Drawing is all I have. I can't believe I'm being bullied at college by a team-leader on a power trip and the teacher will likely not intervene because he told us that part of the experience of a workplace was dealing with people you dislike but this goes beyond that. Our damn research team is doing just fine like the rest of teams, but while everyone else is having a good time and laughing, our boss has anger issues and just calls me son of a bitch and says my opinions don't matter because he perceives I'm not interested enough in our investigation despite the fact I did the majority of the work alongside my partner and we're the top 2 students from the whole university. But we're pretty much traumatized now and I had to sit there trying to draw while ignoring the insults.
One day I might just snap and have fun with a pencil inside his eye.

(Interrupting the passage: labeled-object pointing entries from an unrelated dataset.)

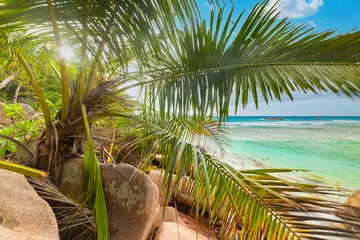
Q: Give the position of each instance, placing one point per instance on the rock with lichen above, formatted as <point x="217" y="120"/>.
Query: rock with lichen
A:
<point x="72" y="179"/>
<point x="131" y="201"/>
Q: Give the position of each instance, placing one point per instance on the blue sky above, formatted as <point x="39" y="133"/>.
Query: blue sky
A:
<point x="342" y="15"/>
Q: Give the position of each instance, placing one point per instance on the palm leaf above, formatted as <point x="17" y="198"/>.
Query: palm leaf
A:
<point x="27" y="171"/>
<point x="201" y="65"/>
<point x="94" y="197"/>
<point x="75" y="220"/>
<point x="252" y="204"/>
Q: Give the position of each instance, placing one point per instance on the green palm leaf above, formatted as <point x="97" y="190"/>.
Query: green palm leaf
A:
<point x="252" y="204"/>
<point x="202" y="65"/>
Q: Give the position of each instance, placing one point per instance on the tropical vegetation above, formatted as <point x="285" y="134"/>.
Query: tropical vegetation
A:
<point x="185" y="69"/>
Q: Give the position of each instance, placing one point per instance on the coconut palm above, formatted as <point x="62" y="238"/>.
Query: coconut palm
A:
<point x="187" y="69"/>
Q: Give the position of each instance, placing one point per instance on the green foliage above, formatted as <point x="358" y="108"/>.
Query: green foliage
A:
<point x="188" y="68"/>
<point x="95" y="197"/>
<point x="27" y="129"/>
<point x="14" y="111"/>
<point x="6" y="145"/>
<point x="27" y="171"/>
<point x="21" y="129"/>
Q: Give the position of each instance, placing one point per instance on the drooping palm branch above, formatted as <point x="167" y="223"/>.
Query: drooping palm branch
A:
<point x="198" y="68"/>
<point x="252" y="204"/>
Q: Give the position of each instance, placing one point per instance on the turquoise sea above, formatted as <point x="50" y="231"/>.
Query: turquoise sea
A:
<point x="328" y="146"/>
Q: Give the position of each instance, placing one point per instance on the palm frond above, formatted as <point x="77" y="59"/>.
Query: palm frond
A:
<point x="27" y="171"/>
<point x="94" y="193"/>
<point x="200" y="66"/>
<point x="75" y="221"/>
<point x="252" y="204"/>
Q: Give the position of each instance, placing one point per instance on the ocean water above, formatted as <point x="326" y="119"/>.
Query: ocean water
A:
<point x="327" y="146"/>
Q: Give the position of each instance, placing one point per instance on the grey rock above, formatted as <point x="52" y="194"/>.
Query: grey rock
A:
<point x="131" y="200"/>
<point x="23" y="214"/>
<point x="173" y="231"/>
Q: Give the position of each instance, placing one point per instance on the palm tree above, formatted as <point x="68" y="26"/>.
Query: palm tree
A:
<point x="187" y="70"/>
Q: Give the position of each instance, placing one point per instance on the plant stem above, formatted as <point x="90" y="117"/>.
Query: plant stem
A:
<point x="81" y="79"/>
<point x="39" y="94"/>
<point x="62" y="64"/>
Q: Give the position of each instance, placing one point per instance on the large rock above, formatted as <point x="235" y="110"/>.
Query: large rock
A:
<point x="353" y="204"/>
<point x="131" y="200"/>
<point x="4" y="120"/>
<point x="23" y="214"/>
<point x="22" y="156"/>
<point x="169" y="215"/>
<point x="173" y="231"/>
<point x="158" y="178"/>
<point x="72" y="179"/>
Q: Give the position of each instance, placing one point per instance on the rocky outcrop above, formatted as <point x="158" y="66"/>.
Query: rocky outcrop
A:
<point x="173" y="231"/>
<point x="72" y="179"/>
<point x="131" y="200"/>
<point x="169" y="215"/>
<point x="22" y="156"/>
<point x="23" y="214"/>
<point x="158" y="178"/>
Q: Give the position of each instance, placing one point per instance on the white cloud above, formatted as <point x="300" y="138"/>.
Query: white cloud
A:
<point x="297" y="8"/>
<point x="311" y="23"/>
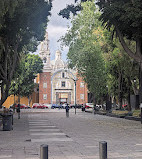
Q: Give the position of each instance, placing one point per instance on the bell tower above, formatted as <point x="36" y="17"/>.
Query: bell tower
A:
<point x="44" y="53"/>
<point x="45" y="76"/>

Oh God I'll go complain to the teachers or psychologist, I can't believe I have to deal with this with 25 yrs old people.
I fucking stopped drawing as much as I did for the last month or two all to properly do my assignments and this guy who just bosses people around thinks he can drop F bombs on people who aren't his friends? My friend is a girl and she was pretty much crying tears of rage because of how that dude treated me so it was pretty bad.
But I can't say it's affecting my art. If anything I can dissociate and focus on drawing channeling my inner autist. So yeah life is pretty shit but drawing is keeping me on the line, I guess that's different from most venting here.